Whether it is triggered at birth or later by some hormonal imbalance, or it is strictly choice, the fact is it is here. Our "friends" in the powerful US and EU countries have fully embraced the right of their people to adopt the lifestyle, and thinking of us as savages, they believe that the time is right, considering how parlous our economic state is, to ram home their culture on us.

It cannot be as simple as that. While I would agree that our law on buggery is an ass, the US and the EU must recognise that culture changes do not occur in a flash, by fiat or by money coercion. To me, if two men want to get it on in the privacy of their bedrooms, it is up to them. All I would ask in return is that they keep it where it belongs - in private.

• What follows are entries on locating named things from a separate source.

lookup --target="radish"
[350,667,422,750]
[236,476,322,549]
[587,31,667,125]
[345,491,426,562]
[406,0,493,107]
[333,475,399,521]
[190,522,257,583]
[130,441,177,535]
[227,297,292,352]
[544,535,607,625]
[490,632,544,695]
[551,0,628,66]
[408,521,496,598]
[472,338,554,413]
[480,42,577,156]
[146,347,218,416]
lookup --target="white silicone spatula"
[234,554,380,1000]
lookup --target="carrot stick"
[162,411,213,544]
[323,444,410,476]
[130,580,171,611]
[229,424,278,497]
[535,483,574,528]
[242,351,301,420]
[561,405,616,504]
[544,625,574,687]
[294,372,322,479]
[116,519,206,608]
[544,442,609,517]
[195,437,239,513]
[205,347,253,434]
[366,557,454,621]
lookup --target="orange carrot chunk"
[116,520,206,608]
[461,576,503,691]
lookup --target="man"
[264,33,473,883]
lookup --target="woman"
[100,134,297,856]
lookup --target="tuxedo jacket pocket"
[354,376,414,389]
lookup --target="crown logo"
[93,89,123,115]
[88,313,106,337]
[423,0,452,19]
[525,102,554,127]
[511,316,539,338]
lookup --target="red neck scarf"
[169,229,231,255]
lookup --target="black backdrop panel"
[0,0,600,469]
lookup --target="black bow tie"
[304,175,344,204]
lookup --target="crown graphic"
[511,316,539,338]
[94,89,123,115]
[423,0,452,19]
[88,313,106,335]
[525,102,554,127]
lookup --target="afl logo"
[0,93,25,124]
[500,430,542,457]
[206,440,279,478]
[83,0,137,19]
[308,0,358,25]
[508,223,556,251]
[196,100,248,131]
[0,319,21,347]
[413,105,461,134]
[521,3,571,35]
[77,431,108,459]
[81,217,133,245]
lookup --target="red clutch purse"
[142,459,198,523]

Many Jamaicans are of the view that what these latter-day foreign "invaders" with their money bags are doing is forcing on us a process which may begin with a repeal of the buggery law but may end up with Jamaica endorsing gay marriage. After that, what is likely to follow would be the sick scenario of gays in such a union adopting children!

This is by no means a perfect world and Jamaica has never been anywhere near independent. In the mid-1990s a snotty American teenager named Michael Fay visited Singapore. While there he decided one late evening to spread his US-learned nastiness by using a can of spray paint to despoil dozens of cars. He was held and sentenced to receive six lashes of the bamboo cane.

Even the then US President Bill Clinton intervened. In the end, Singapore did not cave in, but compromised and applied four strokes of the cane to the young man. Singapore was able to do so because it did not have its hands out begging anyone.

We are in no such position so we will always be forced to bend over and accept what is coming.